Previously, Deputy Prime Minister al-Shahristani served as a member of the Iraqi Parliament (2006), and as first deputy chairman of the Iraqi National Assembly (2005). In 2004 he taught as a professor at Baghdad University, and from 2002 to 2004 was concurrently a visiting professor at Surrey University in the United Kingdom. In 2003 he was head of the Iraqi National Academy of Sciences, and prior to his role there, from 1998 to 2002 was an advisor to the International Technical Research Centre, London.
Deputy Prime Minister al-Shahristani spent more than a decade (1979-91) as a political prisoner in the infamous Abu Ghraib prison under the regime of Saddam Hussein.
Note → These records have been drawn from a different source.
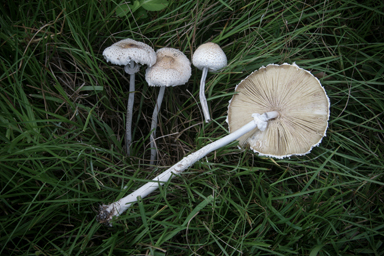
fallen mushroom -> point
(208, 57)
(172, 68)
(289, 87)
(130, 54)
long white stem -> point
(203, 99)
(115, 209)
(154, 124)
(128, 121)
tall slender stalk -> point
(154, 124)
(117, 208)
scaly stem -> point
(154, 124)
(115, 209)
(203, 99)
(128, 121)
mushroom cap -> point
(297, 96)
(127, 50)
(209, 55)
(172, 68)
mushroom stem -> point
(203, 99)
(131, 98)
(115, 209)
(154, 124)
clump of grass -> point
(62, 126)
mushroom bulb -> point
(130, 54)
(208, 57)
(172, 68)
(295, 116)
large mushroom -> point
(130, 54)
(295, 116)
(172, 68)
(208, 57)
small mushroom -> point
(172, 68)
(291, 97)
(208, 57)
(130, 54)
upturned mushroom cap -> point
(127, 50)
(172, 68)
(297, 96)
(209, 55)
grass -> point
(62, 111)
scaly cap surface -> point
(172, 68)
(297, 96)
(127, 50)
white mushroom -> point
(172, 68)
(130, 54)
(310, 117)
(299, 99)
(208, 57)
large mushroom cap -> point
(127, 50)
(209, 55)
(172, 68)
(297, 96)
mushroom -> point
(172, 68)
(208, 57)
(130, 54)
(299, 99)
(291, 98)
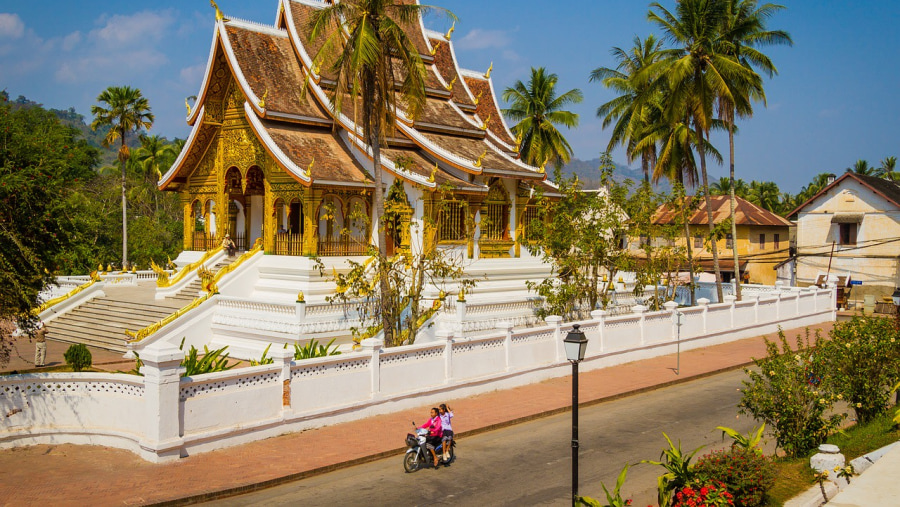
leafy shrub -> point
(78, 357)
(747, 475)
(862, 357)
(703, 493)
(313, 349)
(212, 361)
(786, 394)
(679, 472)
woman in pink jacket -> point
(435, 433)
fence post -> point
(507, 342)
(162, 392)
(640, 310)
(600, 315)
(671, 307)
(284, 356)
(446, 335)
(373, 346)
(730, 299)
(705, 304)
(556, 322)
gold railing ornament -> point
(450, 31)
(480, 159)
(60, 299)
(176, 277)
(433, 172)
(484, 125)
(262, 100)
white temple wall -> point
(161, 417)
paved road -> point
(529, 464)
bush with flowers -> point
(786, 394)
(746, 473)
(700, 493)
(863, 361)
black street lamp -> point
(575, 344)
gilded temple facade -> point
(269, 159)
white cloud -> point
(11, 26)
(484, 39)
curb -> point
(277, 481)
First arrested for his opposition to the government’s persecution of Iraq’s Shi’a population, and kept captive after his refusal to help the regime build an atomic weapon. He escaped during an allied bombing raid on Baghdad during the First Gulf War. Deputy Prime Minister al-Shahristani fled to Iran where he served as head of the Gulf War Victims Organization from 1991 to 1995. He later continued his support for the victims of Hussein’s regime and the Gulf War as head of the Iraqi Political Prisoners Union (2003) and as chief of the Iraqi Refugees Relief Committee (1998-2003).
Before his arrest and imprisonment, Deputy Prime Minister al-Shahristani served as chief scientific advisor to the Iraqi Atomic Energy Commission. Prior to that, he was a lecturer at Mosul University (1973), an assistant professor at Baghdad University (1974), chief of Baghdad University’s Radioisotope Production Department from 1975 to 1977, and chief of the Nuclear Chemistry Department from 1977 to 1979.
Born in Karbala, Iraq, Deputy Prime Minister al-Shahristani received his BSc in Chemical Engineering from Imperial College, London in 1965, and an MSc from the University of Toronto in 1967. He received his PhD in chemical engineering from the same university in 1970.